# Oil change on Grizzly G9249



## rock_breaker (Jan 10, 2011)

Finally got the oil in the spindle bearings changed today since it was warmer than the past week or so, up to 30 degrees F. 

There was a comment in a post I read somewhere advising people to change oil in the gear boxes on Asian imports that I strongly support after today. 

 Even though I am the second owner of my Grizzly G9249 lathe I found black material in each bearing reservoir. The reservoirs are not very big and the "fill" tube discharges in the rear f the sight glass chamber ( which is also the drain port) so flushing by adding oil doesn't flush the bearing area. I used a long spout oil can to get flushing oil into the bearing chamber. Then I used a long 1/4" drill bit rotating it by hand in the drain channel to "pump" the flushing oil out and also drag out some particles of sand etc.

I also found sand particles in the rear of the quick change gear box. No doubt the previous owner/s did not do a thorough inspection and clean-up, and as stated in the blog I read the manufactures didn't do a good job of cleaning the casting sand.
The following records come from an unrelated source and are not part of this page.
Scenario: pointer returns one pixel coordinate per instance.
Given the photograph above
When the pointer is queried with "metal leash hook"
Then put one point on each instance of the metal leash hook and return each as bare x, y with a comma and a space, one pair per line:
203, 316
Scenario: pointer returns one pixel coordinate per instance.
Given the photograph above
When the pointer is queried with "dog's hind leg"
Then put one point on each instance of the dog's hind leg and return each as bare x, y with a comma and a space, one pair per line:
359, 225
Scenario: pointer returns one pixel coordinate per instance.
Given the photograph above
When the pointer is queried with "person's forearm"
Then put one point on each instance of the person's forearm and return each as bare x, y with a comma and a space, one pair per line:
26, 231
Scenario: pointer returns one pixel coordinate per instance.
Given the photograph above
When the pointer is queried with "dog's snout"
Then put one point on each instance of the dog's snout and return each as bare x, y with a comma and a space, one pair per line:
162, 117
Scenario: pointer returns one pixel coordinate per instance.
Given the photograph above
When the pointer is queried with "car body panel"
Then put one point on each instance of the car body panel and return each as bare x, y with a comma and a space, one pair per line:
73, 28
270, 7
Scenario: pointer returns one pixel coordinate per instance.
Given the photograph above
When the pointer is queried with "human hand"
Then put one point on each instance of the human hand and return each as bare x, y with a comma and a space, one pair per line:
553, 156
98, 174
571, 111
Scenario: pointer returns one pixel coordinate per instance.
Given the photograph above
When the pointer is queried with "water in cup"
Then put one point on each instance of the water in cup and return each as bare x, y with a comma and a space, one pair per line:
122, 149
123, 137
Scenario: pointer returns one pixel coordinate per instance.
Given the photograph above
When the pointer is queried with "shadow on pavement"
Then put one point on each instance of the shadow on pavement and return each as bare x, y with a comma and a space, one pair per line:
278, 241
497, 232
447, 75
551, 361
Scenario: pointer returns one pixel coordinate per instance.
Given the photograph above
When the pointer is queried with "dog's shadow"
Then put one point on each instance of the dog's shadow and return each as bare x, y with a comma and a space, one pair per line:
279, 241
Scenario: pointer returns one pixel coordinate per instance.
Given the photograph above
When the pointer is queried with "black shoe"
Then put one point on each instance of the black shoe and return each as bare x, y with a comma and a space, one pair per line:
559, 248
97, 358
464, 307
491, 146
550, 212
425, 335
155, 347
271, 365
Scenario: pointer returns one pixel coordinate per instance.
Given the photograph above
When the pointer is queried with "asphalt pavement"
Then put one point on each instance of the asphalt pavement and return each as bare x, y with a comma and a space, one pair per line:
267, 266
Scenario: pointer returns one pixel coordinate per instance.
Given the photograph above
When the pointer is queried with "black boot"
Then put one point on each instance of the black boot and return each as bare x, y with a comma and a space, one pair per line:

I have turned 2 simple pins for an egine hoist and like the machine, with different types of controls it is taking some time to get used to.


----------



## rock_breaker (Jan 10, 2011)

Thanks for the response and I will probably redo the gears when warmer weather arrives. I put some "moly" grease on what I could see or fiind.

I notice on your website that you are retired Coast Guard. Thanks for your service. Over a half a century ago I was stationed at Adak, Alaska, (U. S. Navy, Seabees) and part of my duties was hauling diesel fuel to the Loran Station on the Berring Sea side. Best chow on the island. 

Have a good year!

Ray


----------